Hospitality then is something that doesn’t have to cost, but must be authentic, beautiful, and point to something other than ourselves. For a parish, it is a path to the living God. So that is the foundation of things, the kind of welcome and hospitality we need in our communities to invite new people in and nourish the souls of the parishioners who have been there the longest and serve everyone in between. This radical expression and experience is the responsibility of the whole community. It only works if everyone does it, supports it, and understands it. It’s hard work!

Everyone is the Welcoming Committee
Parishes often have welcoming committees. Those are fabulous, but they are just a part of what it takes to become a welcoming community. We must be bold and talk about this ethereal thing called hospitality. When we use some of the latest research on who is NOT at church any given weekend, we see that one reason is that we have forgotten how to welcome like Jesus did. We have become complacent and satisfied with the ordinary. We need to set our hearts on fire, to be moved to more and to light that fire with radical hospitality.
Just for starts here are a few things to ponder about hospitality:

  1. It isn’t frivolous to make your parish beautiful by whatever means you have.
  2. It isn’t wasting time or money to invite people to share in a meal or finger food after Masses each weekend.
  3. It isn’t irresponsible to have the lights on, doors open, and people milling about waiting to greet and offer a handshake and smile before and after every Mass.
  4. It is worth every penny to send invitations to the neighborhood to join you for weekend worship or the parish festival.
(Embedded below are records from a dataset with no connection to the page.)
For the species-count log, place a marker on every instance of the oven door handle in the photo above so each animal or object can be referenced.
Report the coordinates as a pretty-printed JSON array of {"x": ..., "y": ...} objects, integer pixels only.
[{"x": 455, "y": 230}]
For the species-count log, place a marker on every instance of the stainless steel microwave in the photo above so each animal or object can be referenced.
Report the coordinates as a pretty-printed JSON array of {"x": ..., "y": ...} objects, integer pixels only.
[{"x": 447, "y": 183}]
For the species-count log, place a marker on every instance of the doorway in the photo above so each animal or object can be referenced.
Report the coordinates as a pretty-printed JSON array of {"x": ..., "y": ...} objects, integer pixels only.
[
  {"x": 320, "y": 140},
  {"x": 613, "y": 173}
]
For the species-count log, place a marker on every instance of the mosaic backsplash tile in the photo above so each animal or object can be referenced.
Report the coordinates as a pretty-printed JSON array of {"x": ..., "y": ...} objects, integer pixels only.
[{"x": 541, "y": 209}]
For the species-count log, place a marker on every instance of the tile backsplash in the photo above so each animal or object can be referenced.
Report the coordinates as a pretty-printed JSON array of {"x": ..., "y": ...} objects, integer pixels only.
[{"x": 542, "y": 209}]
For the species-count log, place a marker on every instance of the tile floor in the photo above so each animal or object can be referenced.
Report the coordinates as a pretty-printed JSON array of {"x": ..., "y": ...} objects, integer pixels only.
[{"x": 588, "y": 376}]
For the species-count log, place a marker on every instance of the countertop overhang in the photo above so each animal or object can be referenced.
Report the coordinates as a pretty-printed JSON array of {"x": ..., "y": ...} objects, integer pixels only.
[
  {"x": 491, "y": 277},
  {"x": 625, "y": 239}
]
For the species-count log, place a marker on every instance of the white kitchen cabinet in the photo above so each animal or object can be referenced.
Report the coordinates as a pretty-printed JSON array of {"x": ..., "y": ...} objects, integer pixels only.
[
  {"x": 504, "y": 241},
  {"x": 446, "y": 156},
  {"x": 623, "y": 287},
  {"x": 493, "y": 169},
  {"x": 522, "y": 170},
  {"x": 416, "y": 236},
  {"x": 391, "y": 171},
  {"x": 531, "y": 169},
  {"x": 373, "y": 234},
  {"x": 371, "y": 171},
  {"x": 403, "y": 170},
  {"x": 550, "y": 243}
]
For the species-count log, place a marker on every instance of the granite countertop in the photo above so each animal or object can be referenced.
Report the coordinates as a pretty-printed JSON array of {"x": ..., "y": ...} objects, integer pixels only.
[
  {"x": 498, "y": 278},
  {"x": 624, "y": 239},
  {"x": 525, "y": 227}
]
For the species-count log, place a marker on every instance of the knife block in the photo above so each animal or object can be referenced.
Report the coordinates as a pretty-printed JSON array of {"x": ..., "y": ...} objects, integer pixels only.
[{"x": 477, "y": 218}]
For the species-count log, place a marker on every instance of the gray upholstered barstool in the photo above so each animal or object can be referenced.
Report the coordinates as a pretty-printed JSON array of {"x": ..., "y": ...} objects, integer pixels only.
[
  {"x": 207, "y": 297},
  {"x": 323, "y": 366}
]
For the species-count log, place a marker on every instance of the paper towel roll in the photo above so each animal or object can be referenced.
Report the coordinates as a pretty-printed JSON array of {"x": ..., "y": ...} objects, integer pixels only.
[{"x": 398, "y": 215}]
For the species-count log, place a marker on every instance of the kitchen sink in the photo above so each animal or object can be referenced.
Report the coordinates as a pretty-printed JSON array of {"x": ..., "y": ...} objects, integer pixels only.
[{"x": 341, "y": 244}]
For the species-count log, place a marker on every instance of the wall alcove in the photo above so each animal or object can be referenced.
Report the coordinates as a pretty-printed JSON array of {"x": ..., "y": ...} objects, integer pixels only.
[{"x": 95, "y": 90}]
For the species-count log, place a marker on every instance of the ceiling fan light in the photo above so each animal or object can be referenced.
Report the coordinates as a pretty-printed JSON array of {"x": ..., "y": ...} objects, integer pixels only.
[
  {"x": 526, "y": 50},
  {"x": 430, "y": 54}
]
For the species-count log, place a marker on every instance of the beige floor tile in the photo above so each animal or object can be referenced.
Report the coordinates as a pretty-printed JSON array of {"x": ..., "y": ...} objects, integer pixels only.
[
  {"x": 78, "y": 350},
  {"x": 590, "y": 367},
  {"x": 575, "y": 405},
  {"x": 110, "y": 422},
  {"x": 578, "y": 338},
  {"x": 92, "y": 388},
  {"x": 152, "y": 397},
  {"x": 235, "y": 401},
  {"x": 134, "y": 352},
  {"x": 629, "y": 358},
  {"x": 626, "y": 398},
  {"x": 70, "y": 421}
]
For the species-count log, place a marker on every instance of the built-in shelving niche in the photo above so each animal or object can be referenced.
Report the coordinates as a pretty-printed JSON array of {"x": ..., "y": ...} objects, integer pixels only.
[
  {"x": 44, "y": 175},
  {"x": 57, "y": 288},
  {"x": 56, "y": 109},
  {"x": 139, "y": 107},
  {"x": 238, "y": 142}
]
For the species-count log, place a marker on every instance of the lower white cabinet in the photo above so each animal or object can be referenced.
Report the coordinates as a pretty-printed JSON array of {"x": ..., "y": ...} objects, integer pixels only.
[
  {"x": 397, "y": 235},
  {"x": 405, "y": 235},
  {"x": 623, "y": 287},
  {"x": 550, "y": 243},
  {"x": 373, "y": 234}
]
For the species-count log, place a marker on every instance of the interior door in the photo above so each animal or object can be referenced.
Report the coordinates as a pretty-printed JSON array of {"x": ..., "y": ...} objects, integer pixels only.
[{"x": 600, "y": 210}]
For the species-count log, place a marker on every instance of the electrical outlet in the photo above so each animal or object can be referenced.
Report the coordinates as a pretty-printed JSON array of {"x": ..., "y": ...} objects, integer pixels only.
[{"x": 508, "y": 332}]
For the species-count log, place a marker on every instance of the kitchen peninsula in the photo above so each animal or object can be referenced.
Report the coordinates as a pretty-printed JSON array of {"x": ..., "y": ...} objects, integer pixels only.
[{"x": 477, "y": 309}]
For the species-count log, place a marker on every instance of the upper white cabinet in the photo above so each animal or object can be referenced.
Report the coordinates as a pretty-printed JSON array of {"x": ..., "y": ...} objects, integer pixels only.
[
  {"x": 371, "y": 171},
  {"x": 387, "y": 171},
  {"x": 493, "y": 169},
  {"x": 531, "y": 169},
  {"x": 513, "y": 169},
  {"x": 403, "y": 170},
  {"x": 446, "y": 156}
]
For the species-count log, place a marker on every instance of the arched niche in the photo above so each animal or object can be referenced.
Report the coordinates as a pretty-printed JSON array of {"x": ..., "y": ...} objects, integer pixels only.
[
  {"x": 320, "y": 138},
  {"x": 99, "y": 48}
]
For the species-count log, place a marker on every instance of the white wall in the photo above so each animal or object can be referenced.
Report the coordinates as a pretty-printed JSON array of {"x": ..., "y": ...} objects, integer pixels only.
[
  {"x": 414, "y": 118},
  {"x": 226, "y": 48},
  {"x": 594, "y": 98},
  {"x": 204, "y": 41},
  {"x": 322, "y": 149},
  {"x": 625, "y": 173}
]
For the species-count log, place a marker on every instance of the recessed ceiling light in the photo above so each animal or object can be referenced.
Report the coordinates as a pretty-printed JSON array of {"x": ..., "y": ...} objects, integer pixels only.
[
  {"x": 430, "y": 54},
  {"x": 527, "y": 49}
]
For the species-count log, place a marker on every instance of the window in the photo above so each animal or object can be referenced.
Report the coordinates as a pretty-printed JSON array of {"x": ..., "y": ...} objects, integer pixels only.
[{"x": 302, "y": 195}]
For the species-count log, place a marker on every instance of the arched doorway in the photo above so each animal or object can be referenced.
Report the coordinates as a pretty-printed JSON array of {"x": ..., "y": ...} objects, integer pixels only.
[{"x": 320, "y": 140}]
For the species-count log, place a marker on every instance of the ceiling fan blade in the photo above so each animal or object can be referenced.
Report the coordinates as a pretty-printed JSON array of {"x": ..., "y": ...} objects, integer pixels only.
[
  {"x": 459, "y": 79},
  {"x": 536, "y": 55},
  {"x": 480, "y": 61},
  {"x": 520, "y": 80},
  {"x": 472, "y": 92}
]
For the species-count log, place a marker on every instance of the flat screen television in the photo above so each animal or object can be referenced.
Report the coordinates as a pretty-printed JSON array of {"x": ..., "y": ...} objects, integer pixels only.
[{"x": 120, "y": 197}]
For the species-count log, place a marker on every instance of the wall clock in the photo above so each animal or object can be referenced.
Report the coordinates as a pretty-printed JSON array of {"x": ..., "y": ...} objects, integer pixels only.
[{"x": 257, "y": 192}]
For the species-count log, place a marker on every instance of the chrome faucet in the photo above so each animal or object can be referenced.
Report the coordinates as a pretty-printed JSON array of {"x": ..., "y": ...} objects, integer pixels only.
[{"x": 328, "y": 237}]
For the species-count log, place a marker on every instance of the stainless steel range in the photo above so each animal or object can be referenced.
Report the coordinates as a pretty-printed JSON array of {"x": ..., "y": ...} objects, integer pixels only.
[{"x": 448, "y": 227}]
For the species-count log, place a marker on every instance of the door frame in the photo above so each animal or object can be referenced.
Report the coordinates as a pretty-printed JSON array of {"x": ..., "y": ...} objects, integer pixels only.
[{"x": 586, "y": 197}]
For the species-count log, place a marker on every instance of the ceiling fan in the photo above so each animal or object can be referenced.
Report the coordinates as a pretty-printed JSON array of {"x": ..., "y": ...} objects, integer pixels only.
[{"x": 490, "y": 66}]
  5. It’s invaluable to send care packages to your college students during finals to remind them they are loved and remembered.
  6. It’s brilliant to ask families to greet and welcome when they are present at events, even if they haven’t signed up to do so.
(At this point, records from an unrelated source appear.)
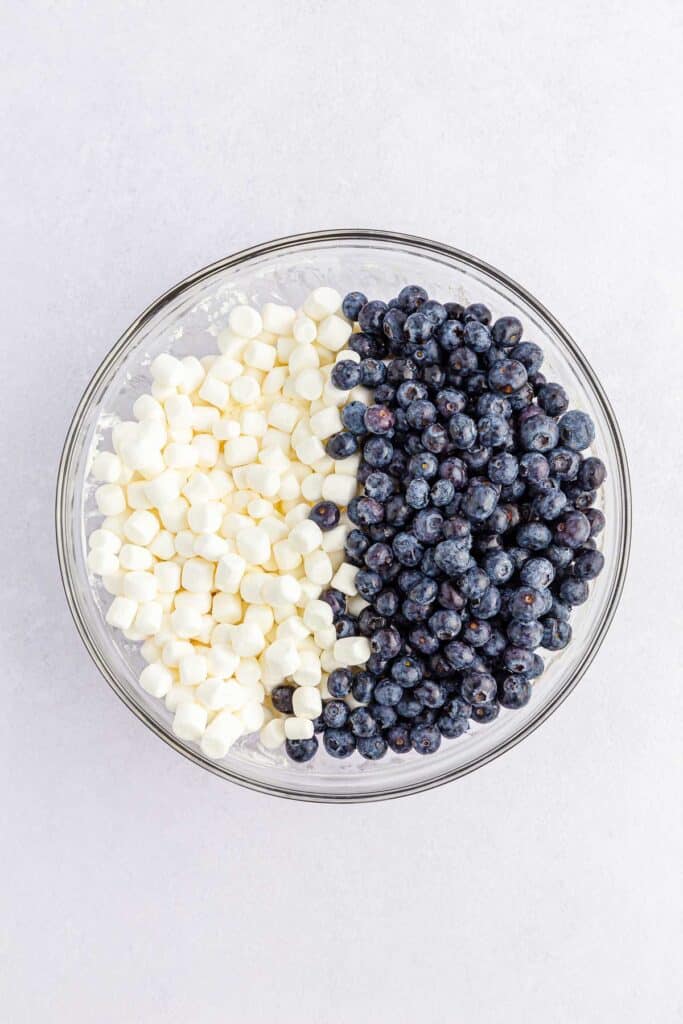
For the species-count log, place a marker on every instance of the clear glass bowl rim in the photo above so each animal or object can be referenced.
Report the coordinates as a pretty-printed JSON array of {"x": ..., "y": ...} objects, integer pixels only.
[{"x": 119, "y": 351}]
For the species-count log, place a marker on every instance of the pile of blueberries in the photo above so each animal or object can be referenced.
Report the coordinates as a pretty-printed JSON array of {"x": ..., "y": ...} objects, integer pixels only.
[{"x": 474, "y": 535}]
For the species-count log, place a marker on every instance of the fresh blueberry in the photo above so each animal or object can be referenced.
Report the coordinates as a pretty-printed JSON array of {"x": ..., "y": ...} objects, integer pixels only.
[
  {"x": 301, "y": 750},
  {"x": 425, "y": 738},
  {"x": 282, "y": 698},
  {"x": 577, "y": 430},
  {"x": 341, "y": 445},
  {"x": 371, "y": 316},
  {"x": 352, "y": 303},
  {"x": 539, "y": 433},
  {"x": 553, "y": 399},
  {"x": 339, "y": 683},
  {"x": 463, "y": 430},
  {"x": 326, "y": 515},
  {"x": 514, "y": 691}
]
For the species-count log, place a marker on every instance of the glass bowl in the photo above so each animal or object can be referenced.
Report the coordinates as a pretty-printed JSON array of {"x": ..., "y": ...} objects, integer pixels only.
[{"x": 184, "y": 321}]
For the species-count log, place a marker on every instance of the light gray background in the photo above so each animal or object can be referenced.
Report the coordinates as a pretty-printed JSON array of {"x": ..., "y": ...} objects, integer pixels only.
[{"x": 142, "y": 140}]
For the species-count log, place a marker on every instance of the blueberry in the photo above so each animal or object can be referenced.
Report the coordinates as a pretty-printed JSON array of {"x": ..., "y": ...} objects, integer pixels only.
[
  {"x": 529, "y": 354},
  {"x": 563, "y": 463},
  {"x": 577, "y": 430},
  {"x": 485, "y": 713},
  {"x": 325, "y": 515},
  {"x": 451, "y": 556},
  {"x": 378, "y": 452},
  {"x": 573, "y": 591},
  {"x": 339, "y": 742},
  {"x": 353, "y": 417},
  {"x": 339, "y": 683},
  {"x": 363, "y": 687},
  {"x": 282, "y": 698},
  {"x": 477, "y": 687},
  {"x": 551, "y": 505},
  {"x": 527, "y": 635},
  {"x": 392, "y": 326},
  {"x": 589, "y": 564},
  {"x": 428, "y": 525},
  {"x": 352, "y": 303},
  {"x": 556, "y": 633},
  {"x": 553, "y": 399},
  {"x": 388, "y": 692},
  {"x": 538, "y": 572},
  {"x": 450, "y": 335},
  {"x": 592, "y": 473},
  {"x": 539, "y": 433},
  {"x": 365, "y": 511},
  {"x": 463, "y": 430},
  {"x": 479, "y": 501},
  {"x": 503, "y": 468},
  {"x": 371, "y": 316},
  {"x": 407, "y": 671},
  {"x": 493, "y": 430},
  {"x": 425, "y": 738},
  {"x": 527, "y": 603},
  {"x": 301, "y": 750},
  {"x": 507, "y": 376},
  {"x": 341, "y": 445},
  {"x": 573, "y": 529},
  {"x": 423, "y": 465},
  {"x": 534, "y": 536},
  {"x": 514, "y": 691}
]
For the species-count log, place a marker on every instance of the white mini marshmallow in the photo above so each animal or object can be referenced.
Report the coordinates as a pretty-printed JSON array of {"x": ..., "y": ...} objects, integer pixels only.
[
  {"x": 298, "y": 728},
  {"x": 156, "y": 680},
  {"x": 351, "y": 650}
]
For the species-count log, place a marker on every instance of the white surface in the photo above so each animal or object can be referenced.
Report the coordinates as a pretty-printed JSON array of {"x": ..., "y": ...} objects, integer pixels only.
[{"x": 143, "y": 140}]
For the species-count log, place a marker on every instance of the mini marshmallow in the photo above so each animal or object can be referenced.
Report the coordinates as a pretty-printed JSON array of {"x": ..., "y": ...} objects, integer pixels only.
[
  {"x": 317, "y": 615},
  {"x": 306, "y": 702},
  {"x": 198, "y": 576},
  {"x": 194, "y": 669},
  {"x": 111, "y": 499},
  {"x": 279, "y": 590},
  {"x": 245, "y": 390},
  {"x": 133, "y": 556},
  {"x": 309, "y": 384},
  {"x": 107, "y": 467},
  {"x": 253, "y": 544},
  {"x": 245, "y": 322},
  {"x": 272, "y": 734},
  {"x": 121, "y": 612},
  {"x": 156, "y": 680},
  {"x": 240, "y": 451},
  {"x": 247, "y": 640},
  {"x": 351, "y": 650},
  {"x": 318, "y": 567},
  {"x": 206, "y": 517},
  {"x": 305, "y": 537},
  {"x": 189, "y": 721},
  {"x": 298, "y": 728},
  {"x": 333, "y": 333}
]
  7. It’s affirming and kind to make sure there is space for young families to be comfortable whenever they are brave enough to bring their children to Mass or parish events.
  8. It’s a kindness to teach everyone in the parish to be a “welcomer” and to move over in the pew.
  9. It’s a sign of a joyful parish when no one sits alone at coffee and donuts and the first timers are free!
  10. It is a wise community that leads with beauty, is authentic in their care and love, and their joy is visible and palpable.

May beauty touch your heart in some way today and lead you ever deeper on your journey of faith!